Ramadam is one of three key events for the Irish market every year. It comes between the equally important Easter period and another key Muslim festival Eid al-Adha (EID) in late September.
Fennell says demand for lamb from Muslim festivals comes from two avenues – live exports and exports of sheep meat.
Live export demand was very strong in 2014 ahead of the Ramadam festival, however of the back of political instability in Libya this trade fell back significantly last year.
Fennell says to date there are no indications of a surge in live exports ahead of this years Ramadam festival. However, he did say that the month of September could see increased live exports for EID.
Both France and the UK are key markets during Muslim festivals. With Muslim populations of 6.5m and 3m respectively, both are key drivers of demand over the periods, according to Fennell.
However, he also noted that demand from the 50,000 strong Irish Muslim community is also important.
More lambs on the ground
All indications have been good for lamb crop this year, Fennell says.
“Ideal conditions for tupping as well as good weather at lambing point to this.

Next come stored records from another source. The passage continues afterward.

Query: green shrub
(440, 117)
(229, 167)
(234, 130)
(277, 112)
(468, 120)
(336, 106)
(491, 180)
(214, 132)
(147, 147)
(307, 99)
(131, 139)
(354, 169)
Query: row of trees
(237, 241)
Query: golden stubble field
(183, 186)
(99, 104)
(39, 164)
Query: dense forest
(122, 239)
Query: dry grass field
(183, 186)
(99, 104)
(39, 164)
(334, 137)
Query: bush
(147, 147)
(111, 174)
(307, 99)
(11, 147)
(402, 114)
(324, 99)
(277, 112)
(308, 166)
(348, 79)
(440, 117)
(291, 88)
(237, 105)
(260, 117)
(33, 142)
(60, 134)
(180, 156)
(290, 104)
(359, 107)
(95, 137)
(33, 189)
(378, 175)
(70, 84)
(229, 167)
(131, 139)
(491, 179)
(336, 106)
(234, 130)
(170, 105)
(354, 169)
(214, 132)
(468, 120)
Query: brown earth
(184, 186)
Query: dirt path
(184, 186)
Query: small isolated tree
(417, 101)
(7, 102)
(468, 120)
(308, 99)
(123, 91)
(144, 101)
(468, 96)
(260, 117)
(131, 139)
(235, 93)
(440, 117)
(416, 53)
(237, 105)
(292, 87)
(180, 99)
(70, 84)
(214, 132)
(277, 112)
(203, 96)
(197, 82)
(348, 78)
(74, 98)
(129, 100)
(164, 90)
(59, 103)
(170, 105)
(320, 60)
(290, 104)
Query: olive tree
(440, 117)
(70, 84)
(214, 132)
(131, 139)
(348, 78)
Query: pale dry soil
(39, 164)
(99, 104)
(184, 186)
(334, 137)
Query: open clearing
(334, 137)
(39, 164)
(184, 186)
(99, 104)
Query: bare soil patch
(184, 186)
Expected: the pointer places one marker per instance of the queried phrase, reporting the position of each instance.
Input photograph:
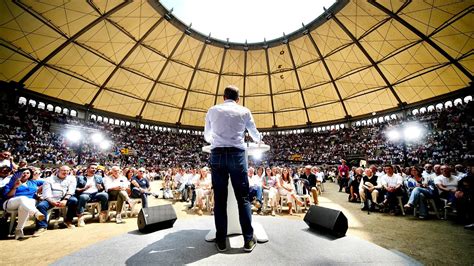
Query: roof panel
(256, 62)
(330, 37)
(145, 61)
(320, 95)
(231, 80)
(69, 16)
(204, 82)
(346, 60)
(130, 83)
(284, 119)
(108, 40)
(199, 101)
(257, 85)
(193, 118)
(431, 84)
(188, 51)
(260, 104)
(136, 18)
(26, 33)
(163, 113)
(65, 87)
(212, 59)
(163, 39)
(81, 61)
(288, 101)
(371, 102)
(279, 59)
(313, 74)
(303, 50)
(263, 120)
(326, 113)
(13, 65)
(284, 82)
(177, 74)
(168, 95)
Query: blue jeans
(44, 206)
(84, 198)
(137, 194)
(225, 162)
(256, 192)
(418, 196)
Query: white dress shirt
(226, 123)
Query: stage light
(97, 137)
(104, 145)
(393, 135)
(73, 135)
(412, 132)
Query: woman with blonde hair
(286, 188)
(270, 191)
(202, 188)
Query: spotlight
(104, 145)
(412, 132)
(97, 137)
(73, 135)
(257, 155)
(393, 135)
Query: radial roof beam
(308, 122)
(270, 84)
(70, 40)
(219, 76)
(245, 74)
(329, 73)
(119, 65)
(371, 60)
(191, 82)
(161, 73)
(423, 37)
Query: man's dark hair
(231, 92)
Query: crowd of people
(41, 169)
(27, 132)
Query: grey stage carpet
(291, 242)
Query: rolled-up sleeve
(208, 129)
(252, 129)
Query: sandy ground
(430, 242)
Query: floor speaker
(156, 218)
(327, 220)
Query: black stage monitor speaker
(156, 218)
(328, 220)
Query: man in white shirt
(224, 129)
(392, 184)
(428, 173)
(118, 188)
(57, 191)
(447, 184)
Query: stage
(290, 242)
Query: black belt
(227, 149)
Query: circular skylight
(246, 20)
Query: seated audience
(118, 188)
(57, 192)
(392, 185)
(19, 193)
(447, 185)
(203, 187)
(286, 188)
(140, 187)
(90, 188)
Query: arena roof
(136, 59)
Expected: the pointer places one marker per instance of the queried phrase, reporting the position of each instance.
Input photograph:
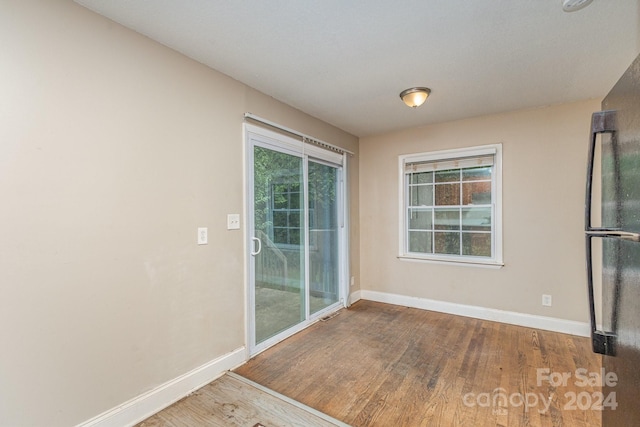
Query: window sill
(451, 261)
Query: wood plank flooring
(234, 401)
(383, 365)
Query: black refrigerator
(612, 219)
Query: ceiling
(346, 61)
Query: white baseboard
(355, 296)
(151, 402)
(511, 317)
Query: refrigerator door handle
(602, 342)
(601, 122)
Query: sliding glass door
(295, 236)
(324, 236)
(278, 241)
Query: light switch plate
(203, 237)
(233, 221)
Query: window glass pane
(280, 219)
(294, 200)
(420, 241)
(280, 235)
(280, 201)
(447, 194)
(447, 219)
(421, 195)
(475, 174)
(422, 178)
(476, 193)
(447, 243)
(476, 244)
(294, 236)
(294, 219)
(448, 175)
(420, 219)
(476, 219)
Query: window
(451, 205)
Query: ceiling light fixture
(415, 96)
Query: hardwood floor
(383, 365)
(235, 401)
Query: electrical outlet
(203, 237)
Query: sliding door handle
(613, 232)
(601, 122)
(602, 342)
(259, 242)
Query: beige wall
(544, 164)
(113, 150)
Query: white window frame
(496, 190)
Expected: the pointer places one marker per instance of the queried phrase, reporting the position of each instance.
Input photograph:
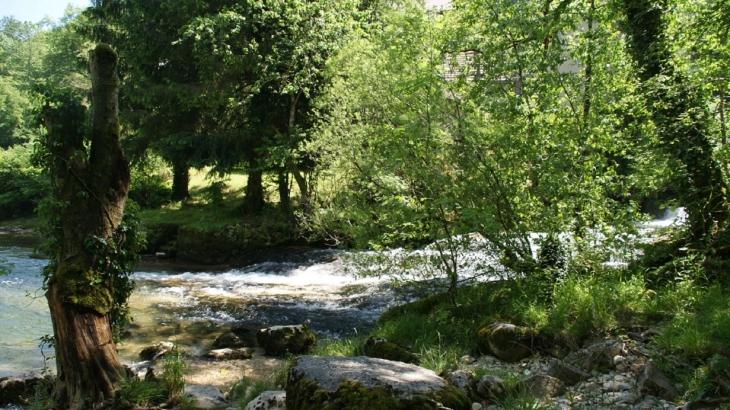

However, the latest census suggested that ewe numbers were down slightly.”
However, Fennell says there is no doubt that there is more lambs on the ground at the moment.
Despite this lambs have been slow to come to the market, according to Fennell.
“A cold and and wet May he seen slower growth rates and as such lambs have been slower to come fit for slaughter.”
Fennell in terms of the development of lamb prices over the summer an orderly supply of lambs to the market is all important for prices.
“Having supply and demand evenly matched is all important for price,” he said.